流石に遅くまで働いてるオーナーを飲みに誘う従業員は居ないだろうと思うんだが、一応次からは声かけようかな…。
あの日以来、時々理佐さんは子供っぽい部分が見え隠れするようになった気がする。
気を許してもらってる。そう思うことにしてるけど、いかんせん人の心なんてのはわからん。
ボクシングしてる頃は人の考えてる事や、気配のようなものを感じ取れると本気で思ってた。
よく見て、よく考えれば、察することが出来ると。
でもそれは厳密に言えば違ってて、正確には殺気とか害意を感じ取っていたんだと思う。
イラつかせて、煽って、思考を単純化させて。
そうやってこっちに向けられるものを読み取っていたんだと。
その証拠に、現場で仕事をしていても人の考えなんて読めやしなかったし、ラビアンで働いてる今も不意に2階から降りてきた理佐さんの声掛けにびっくりすることもままある。
✕✕「…理佐さん」
理佐「…ん?」
✕✕「以前言ってたみたいにビル丸ごと手に入ったら、またカウンター立ちますか?」
理佐「……どうかなぁ。けどまぁその気がないわけじゃないから、ありえるかもね」
✕✕「そっすか」
ホッとする…というか、嬉しいというか。
理佐「…✕✕は立ってほしいの?」
理佐さんは俺の顔を覗き込むようにして言う。
✕✕「まぁ、そうっすね…。俺が初めて行った時は小池さんも理佐さんもカウンターに立ってて…。
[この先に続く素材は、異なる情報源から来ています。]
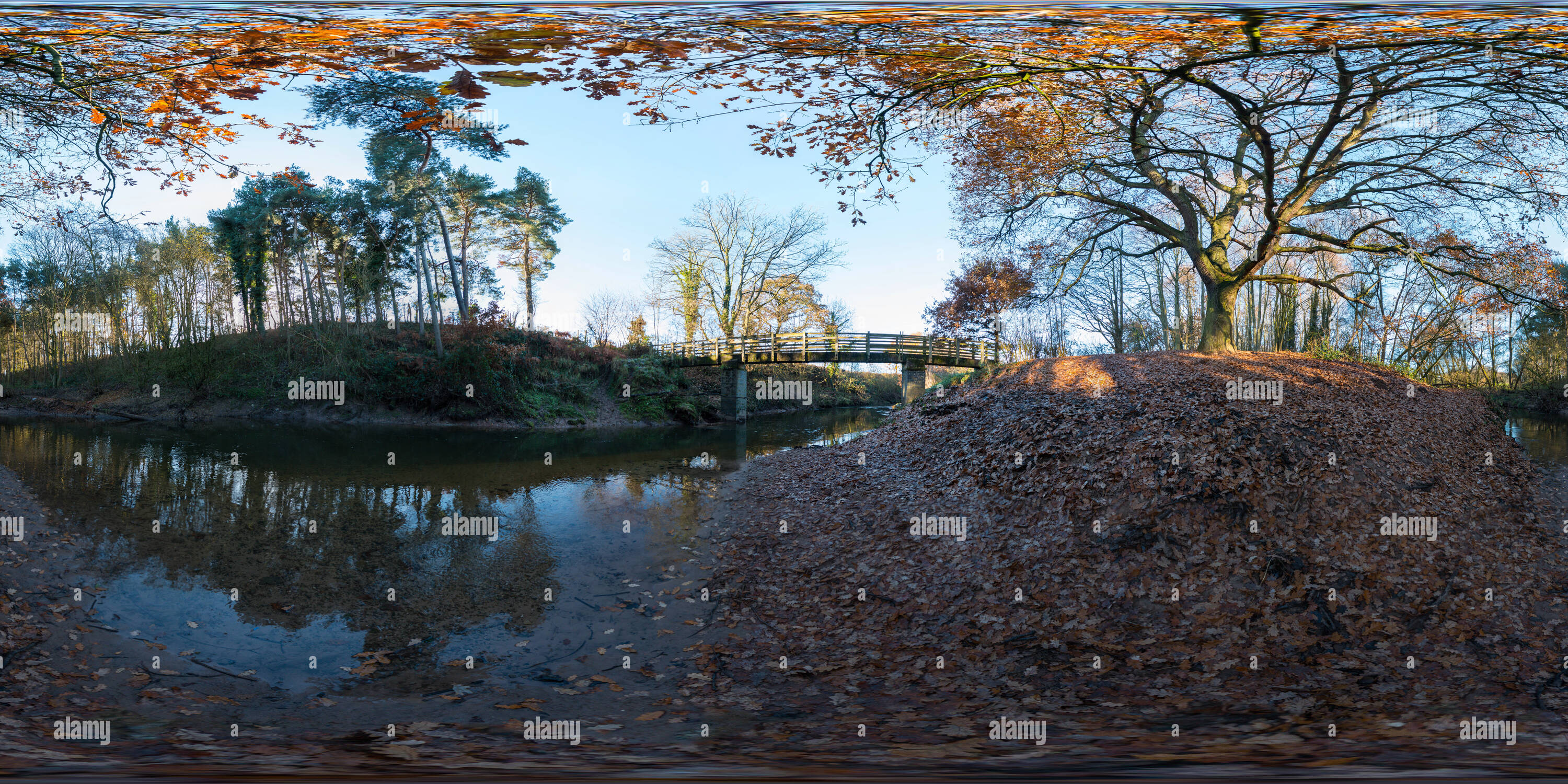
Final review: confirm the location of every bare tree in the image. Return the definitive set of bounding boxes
[582,289,641,345]
[652,194,844,337]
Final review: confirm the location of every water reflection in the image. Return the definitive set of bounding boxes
[1507,412,1568,466]
[0,409,884,688]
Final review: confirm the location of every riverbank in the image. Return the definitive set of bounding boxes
[690,353,1568,771]
[0,430,756,776]
[0,325,898,428]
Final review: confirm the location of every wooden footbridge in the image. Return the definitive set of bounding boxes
[654,332,997,422]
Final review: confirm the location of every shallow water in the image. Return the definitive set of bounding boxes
[1505,412,1568,466]
[0,409,886,691]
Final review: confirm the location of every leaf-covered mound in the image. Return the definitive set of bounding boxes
[693,353,1565,732]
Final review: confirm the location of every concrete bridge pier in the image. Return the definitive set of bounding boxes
[718,359,746,422]
[903,359,936,405]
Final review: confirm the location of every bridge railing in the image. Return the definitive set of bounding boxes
[654,332,996,364]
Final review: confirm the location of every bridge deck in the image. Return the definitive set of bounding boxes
[654,332,996,367]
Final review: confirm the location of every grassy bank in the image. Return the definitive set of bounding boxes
[3,325,898,426]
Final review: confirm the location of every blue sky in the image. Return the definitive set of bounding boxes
[86,74,958,332]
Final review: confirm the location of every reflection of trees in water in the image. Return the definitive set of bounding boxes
[1510,417,1568,466]
[0,426,555,648]
[0,409,880,659]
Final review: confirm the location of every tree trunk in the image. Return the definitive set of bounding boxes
[414,257,425,337]
[1198,281,1240,354]
[419,243,447,359]
[431,207,469,321]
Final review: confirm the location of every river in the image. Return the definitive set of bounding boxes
[0,408,887,695]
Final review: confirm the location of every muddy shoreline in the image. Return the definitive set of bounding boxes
[0,445,781,775]
[0,395,883,431]
[9,398,1568,781]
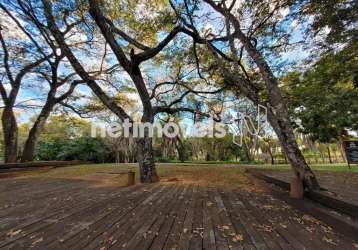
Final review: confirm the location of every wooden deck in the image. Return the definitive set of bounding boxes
[0,178,355,249]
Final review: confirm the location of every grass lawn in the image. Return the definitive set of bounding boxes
[34,163,252,188]
[255,163,358,173]
[30,163,358,188]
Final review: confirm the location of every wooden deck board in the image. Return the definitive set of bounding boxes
[0,178,356,249]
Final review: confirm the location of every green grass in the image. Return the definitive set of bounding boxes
[34,160,358,188]
[35,163,249,187]
[255,163,358,173]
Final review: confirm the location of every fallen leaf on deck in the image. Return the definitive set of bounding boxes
[280,223,287,228]
[6,229,21,237]
[31,237,44,246]
[232,234,244,242]
[302,214,320,225]
[323,236,337,245]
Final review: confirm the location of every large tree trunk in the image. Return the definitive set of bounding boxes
[175,137,186,162]
[268,111,319,189]
[1,107,18,163]
[136,136,159,183]
[21,103,53,162]
[205,0,319,189]
[136,112,159,183]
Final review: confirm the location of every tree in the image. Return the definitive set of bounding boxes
[43,0,224,182]
[171,0,319,189]
[281,42,358,160]
[0,5,52,163]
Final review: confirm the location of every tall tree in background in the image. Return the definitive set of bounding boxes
[43,0,224,182]
[172,0,319,189]
[0,1,86,162]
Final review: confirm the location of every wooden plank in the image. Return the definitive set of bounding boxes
[126,186,185,250]
[207,188,230,249]
[62,185,161,249]
[178,186,198,250]
[163,185,195,249]
[0,185,140,247]
[189,186,204,249]
[222,192,268,249]
[150,185,191,250]
[85,186,172,249]
[105,186,178,249]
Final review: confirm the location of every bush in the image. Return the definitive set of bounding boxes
[36,137,113,163]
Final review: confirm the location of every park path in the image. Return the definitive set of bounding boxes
[0,178,356,249]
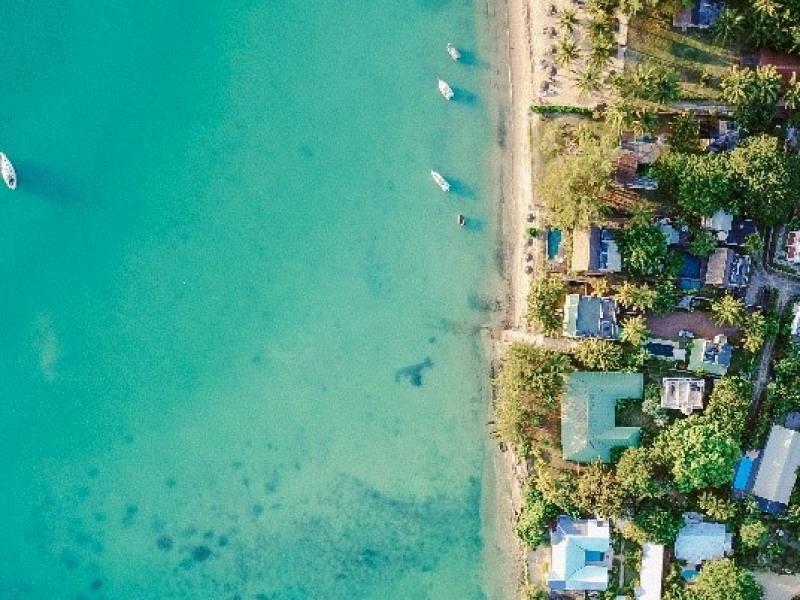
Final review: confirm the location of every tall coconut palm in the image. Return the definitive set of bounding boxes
[722,66,755,105]
[575,66,603,96]
[620,315,650,346]
[783,73,800,110]
[556,35,581,66]
[711,294,744,326]
[714,8,745,46]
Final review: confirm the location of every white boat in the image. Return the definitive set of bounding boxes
[0,152,17,190]
[431,169,450,192]
[447,44,461,60]
[439,79,455,100]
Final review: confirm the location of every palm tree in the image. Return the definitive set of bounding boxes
[558,8,578,33]
[575,65,603,96]
[620,315,650,346]
[722,66,755,105]
[556,36,581,66]
[711,294,744,326]
[714,8,745,46]
[615,281,656,311]
[783,73,800,110]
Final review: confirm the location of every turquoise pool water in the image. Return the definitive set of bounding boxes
[547,228,561,260]
[0,0,506,600]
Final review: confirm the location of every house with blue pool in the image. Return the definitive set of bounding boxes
[547,516,613,592]
[561,372,644,463]
[689,335,733,377]
[564,294,619,340]
[733,425,800,514]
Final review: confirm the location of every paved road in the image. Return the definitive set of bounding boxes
[745,262,800,407]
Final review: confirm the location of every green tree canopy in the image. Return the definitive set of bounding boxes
[691,558,762,600]
[655,415,740,492]
[494,344,572,443]
[527,277,564,335]
[573,339,623,371]
[711,294,744,326]
[616,448,662,502]
[730,135,800,225]
[651,152,734,219]
[620,315,650,346]
[541,138,617,229]
[575,463,624,517]
[616,223,667,275]
[622,504,683,546]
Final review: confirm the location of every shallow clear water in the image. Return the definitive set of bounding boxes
[0,0,494,599]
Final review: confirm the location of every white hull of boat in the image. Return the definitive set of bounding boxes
[439,79,455,100]
[0,152,17,190]
[447,44,461,61]
[431,170,450,192]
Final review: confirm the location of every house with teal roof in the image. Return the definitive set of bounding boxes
[547,516,613,591]
[561,372,644,463]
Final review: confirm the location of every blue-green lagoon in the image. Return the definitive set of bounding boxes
[0,0,510,599]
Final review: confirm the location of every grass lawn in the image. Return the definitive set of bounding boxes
[626,16,736,100]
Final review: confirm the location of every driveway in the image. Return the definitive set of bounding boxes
[753,571,800,600]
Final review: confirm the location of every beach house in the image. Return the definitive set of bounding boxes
[689,335,733,377]
[564,294,619,340]
[561,372,644,463]
[572,227,622,275]
[733,425,800,514]
[675,513,733,580]
[547,516,613,592]
[706,248,751,289]
[633,543,664,600]
[661,377,706,415]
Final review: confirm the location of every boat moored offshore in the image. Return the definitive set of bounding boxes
[0,152,17,190]
[431,169,450,192]
[447,43,461,61]
[439,79,455,100]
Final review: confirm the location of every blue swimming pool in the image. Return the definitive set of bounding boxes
[547,229,561,260]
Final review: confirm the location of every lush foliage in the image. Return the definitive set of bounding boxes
[697,492,736,522]
[531,104,592,117]
[711,294,744,326]
[742,312,778,354]
[739,520,767,549]
[622,504,683,546]
[722,65,782,133]
[651,152,733,217]
[528,277,564,335]
[689,229,717,258]
[516,481,558,548]
[617,448,662,502]
[575,463,624,517]
[573,339,623,371]
[541,136,616,229]
[730,135,800,225]
[656,415,740,492]
[669,113,700,153]
[692,558,762,600]
[768,348,800,418]
[494,344,572,442]
[614,280,663,311]
[620,315,650,346]
[616,223,667,275]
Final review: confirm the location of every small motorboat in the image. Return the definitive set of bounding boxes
[0,152,17,190]
[439,79,455,100]
[447,43,461,61]
[431,169,450,192]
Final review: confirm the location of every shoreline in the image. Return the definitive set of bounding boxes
[485,0,536,599]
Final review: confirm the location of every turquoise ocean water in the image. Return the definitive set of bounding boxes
[0,0,506,599]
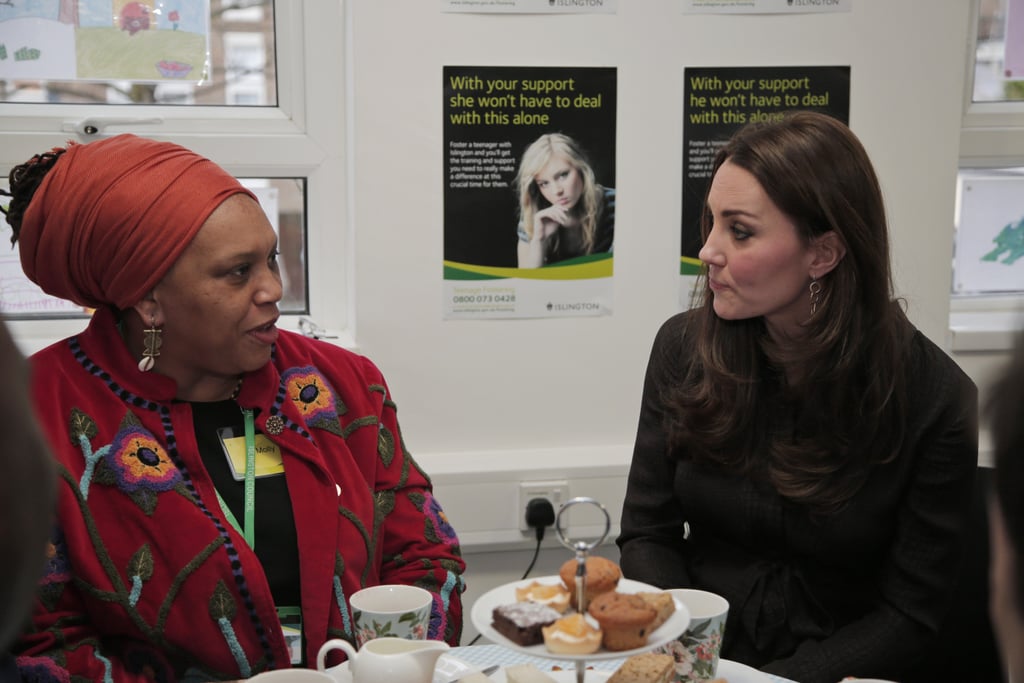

やっぱりまたそんなLa Vie en Roseが見たいなって」
俺が憧れた、薔薇色の人生を夢見たLa Vie en Roseは、やっぱりその姿が一番しっくり来る気がする。
理佐「まぁ、悪くないね。またそういう時間が取れるのは…」
✕✕「是非」
理佐「…高校の頃、私と由依は地元のライブハウスでバイトしてたんだけどさ。スタジオが併設されてて、そこの一番大きい部屋はダンス部員みんなで踊れるくらいの広さがあったの。…そこでみんなであーだこーだ言いながら練習するのが好きでね。…たぶん私は、自分達でそういう場所を作り上げたいのかなって、最近はそう思う」
理佐さんの戦う理由というか、得たいものというか、そういうものがそれなんだろう。
なら、心配ない気もする。
理佐さんがそれを望んで、客や俺もそれを望んでる。スタッフの皆さんもきっと喜ぶだろう。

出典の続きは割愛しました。